Some side effects of DXM include:

  • Sweating
  • Rashes or red, blotchy skin (not an allergic reaction)
  • Dizziness
  • Lethargy
  • Nausea and vomiting
  • Loss of coordination
  • Slurred speech
  • Impaired judgment
  • Reduced cognitive ability
  • Nystagmus, or rapid eye movements
  • Visual disturbances
  • Liver damage
  • Disorentiation

In high doses, the effects of DXM mimic those of Ketamine and PCP. A DXM overdose is possible if an individual takes enough of it. Given its suppressive effects, it can cause slowed breathing and critical organ function. 
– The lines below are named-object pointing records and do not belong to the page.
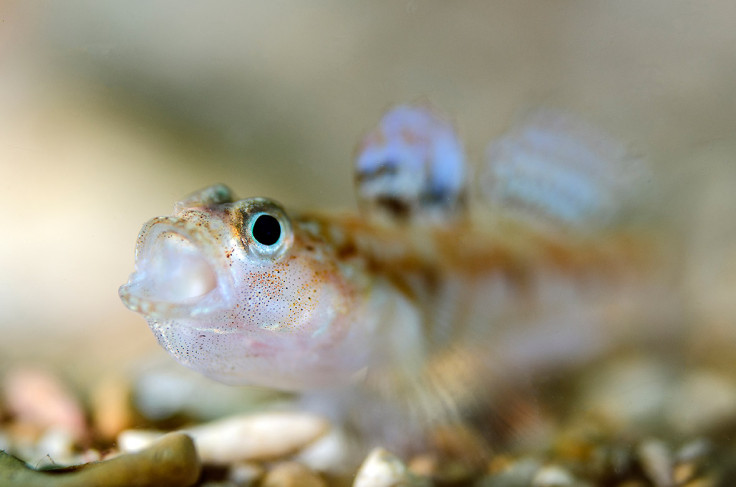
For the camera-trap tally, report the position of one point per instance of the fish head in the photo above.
(237, 292)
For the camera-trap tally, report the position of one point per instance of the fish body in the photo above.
(422, 307)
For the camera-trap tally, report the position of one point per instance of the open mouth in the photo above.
(175, 275)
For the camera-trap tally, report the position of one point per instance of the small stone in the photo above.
(170, 462)
(505, 472)
(702, 401)
(256, 437)
(245, 473)
(383, 469)
(553, 476)
(131, 441)
(331, 453)
(163, 391)
(112, 410)
(656, 461)
(292, 474)
(250, 437)
(39, 398)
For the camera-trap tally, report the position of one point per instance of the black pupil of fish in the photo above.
(266, 230)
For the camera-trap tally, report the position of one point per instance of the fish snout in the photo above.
(176, 271)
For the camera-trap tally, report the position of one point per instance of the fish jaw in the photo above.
(228, 309)
(177, 273)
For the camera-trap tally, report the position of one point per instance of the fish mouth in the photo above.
(176, 272)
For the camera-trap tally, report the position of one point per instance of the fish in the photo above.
(445, 290)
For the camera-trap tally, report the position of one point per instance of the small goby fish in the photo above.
(430, 298)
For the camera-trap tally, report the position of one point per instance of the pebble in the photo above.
(332, 453)
(509, 473)
(249, 437)
(703, 401)
(112, 409)
(629, 392)
(553, 476)
(163, 391)
(292, 474)
(38, 398)
(656, 461)
(245, 473)
(170, 462)
(383, 469)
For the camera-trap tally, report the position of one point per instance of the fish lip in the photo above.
(134, 293)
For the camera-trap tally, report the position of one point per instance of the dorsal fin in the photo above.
(412, 165)
(555, 169)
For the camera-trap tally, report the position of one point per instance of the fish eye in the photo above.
(264, 227)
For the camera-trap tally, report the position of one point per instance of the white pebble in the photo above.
(131, 441)
(552, 476)
(656, 460)
(256, 437)
(383, 469)
(330, 453)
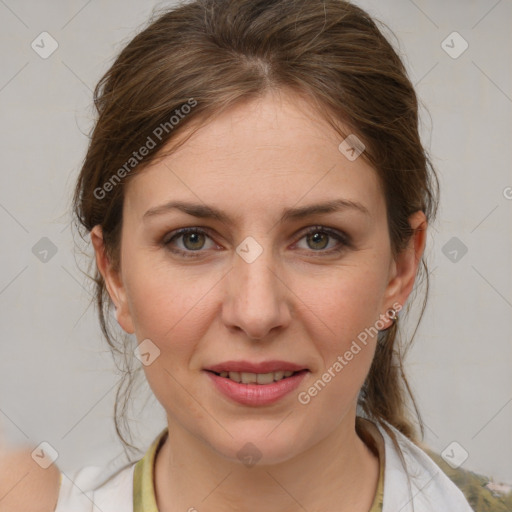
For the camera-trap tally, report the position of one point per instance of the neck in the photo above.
(339, 472)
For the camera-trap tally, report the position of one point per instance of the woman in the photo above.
(257, 196)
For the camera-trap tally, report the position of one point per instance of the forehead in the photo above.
(258, 156)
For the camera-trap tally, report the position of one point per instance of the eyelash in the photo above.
(342, 238)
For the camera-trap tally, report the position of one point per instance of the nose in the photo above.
(257, 298)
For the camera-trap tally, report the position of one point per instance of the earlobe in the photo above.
(405, 266)
(113, 281)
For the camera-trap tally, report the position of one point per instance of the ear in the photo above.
(404, 267)
(112, 280)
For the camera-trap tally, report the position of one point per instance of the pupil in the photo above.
(194, 239)
(316, 238)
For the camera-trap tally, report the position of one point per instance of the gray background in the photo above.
(57, 379)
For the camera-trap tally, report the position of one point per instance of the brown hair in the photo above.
(208, 55)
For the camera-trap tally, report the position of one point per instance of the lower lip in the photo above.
(257, 394)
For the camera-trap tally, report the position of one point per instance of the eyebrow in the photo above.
(207, 212)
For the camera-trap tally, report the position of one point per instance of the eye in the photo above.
(317, 238)
(193, 240)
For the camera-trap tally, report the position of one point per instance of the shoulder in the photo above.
(420, 485)
(24, 485)
(92, 488)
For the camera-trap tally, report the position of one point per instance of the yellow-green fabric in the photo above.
(144, 499)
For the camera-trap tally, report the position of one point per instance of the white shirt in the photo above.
(425, 488)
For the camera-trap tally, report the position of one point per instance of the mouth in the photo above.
(258, 378)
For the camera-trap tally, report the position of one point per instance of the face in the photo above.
(259, 284)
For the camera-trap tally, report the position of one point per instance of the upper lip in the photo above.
(262, 367)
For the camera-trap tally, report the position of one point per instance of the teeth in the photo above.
(259, 378)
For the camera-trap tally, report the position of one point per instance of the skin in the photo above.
(291, 303)
(24, 485)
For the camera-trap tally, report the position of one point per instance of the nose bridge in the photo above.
(256, 295)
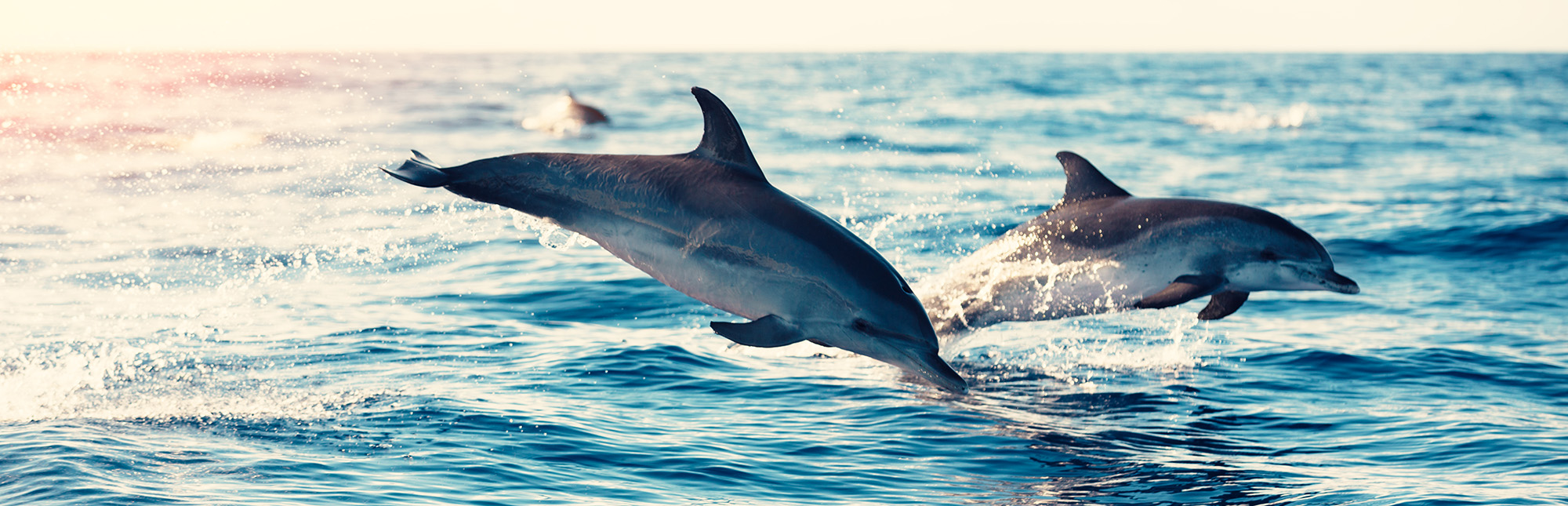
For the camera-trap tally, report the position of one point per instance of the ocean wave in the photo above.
(1250, 118)
(1509, 241)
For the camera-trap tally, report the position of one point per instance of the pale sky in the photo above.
(805, 26)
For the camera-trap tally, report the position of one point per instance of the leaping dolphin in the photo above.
(710, 225)
(1103, 250)
(565, 117)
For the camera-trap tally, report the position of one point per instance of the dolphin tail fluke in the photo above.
(764, 332)
(419, 172)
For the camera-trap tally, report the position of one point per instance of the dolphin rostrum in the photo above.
(710, 225)
(1103, 250)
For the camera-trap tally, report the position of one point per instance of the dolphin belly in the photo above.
(739, 282)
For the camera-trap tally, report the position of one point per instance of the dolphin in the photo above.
(710, 225)
(565, 117)
(1102, 250)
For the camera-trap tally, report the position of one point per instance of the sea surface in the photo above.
(211, 294)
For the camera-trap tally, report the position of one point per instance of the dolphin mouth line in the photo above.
(1338, 283)
(932, 368)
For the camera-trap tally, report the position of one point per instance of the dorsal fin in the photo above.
(1086, 181)
(722, 137)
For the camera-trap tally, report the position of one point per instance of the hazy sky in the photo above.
(739, 26)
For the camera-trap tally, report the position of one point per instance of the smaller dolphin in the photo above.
(565, 117)
(1105, 250)
(710, 225)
How Long Does DXM Stay In Your System?

Testing for DXM is rare because of its common use as a cough suppressant. However, the drug can trigger false positives for PCP. DXM has a half-life of around 4 hours. A substance’s half-life is the time it takes for the chemical to reduce to 50% of its original size. Given its half-life elimination time, it can be assumed that most users can get rid of the chemical around 16.5 and 33 hours. While the chemical itself may be gone, this does not mean that traces cannot be tested for. 

DXM can be detected in:

  • Urine 24-48 hours after ingestion
  • Blood 3-24 hours after ingestion
  • Saliva does not apply as most OTC medications are taken orally
  • Hair up to 90 days after ingestion

What is Kratom?

Kratom is a plant found in Southeast Asia which is beginning to find its way into U.S. markets. Its leaves contain a chemical which produces a psychotropic (mind-altering) effect. The use of kratom is still pretty minimal in the U.S. but as of now, there is no nationwide ban or enforcement of the drug. In fact, most users can buy it online, although some states have banned the substance. According to the National Poison Data System, between 2011-2017 there were 11 deaths associated with kratom use.

dmx and kratom

Kratom’s effects are unpredictable. It is possible to use as a stimulant in lower doses, but can also have a heavy sedative effect when taken in higher doses. The lack of research on the effects of kratom makes it difficult to fully understand the negative side-effects. However, users can expect to experience:

  • Disrupted sleep
  • Increased energy and alertness
  • Drowsiness
  • Cough suppression
  • Pain reduction
  • Psychosis
  • Weight loss

While not all of these effects are necessarily negative, some negative short-term effects include:

  • Tremors
  • Dizziness
  • Nausea and vomiting
  • Constipation 

How Long Does Kratom Stay In Your System?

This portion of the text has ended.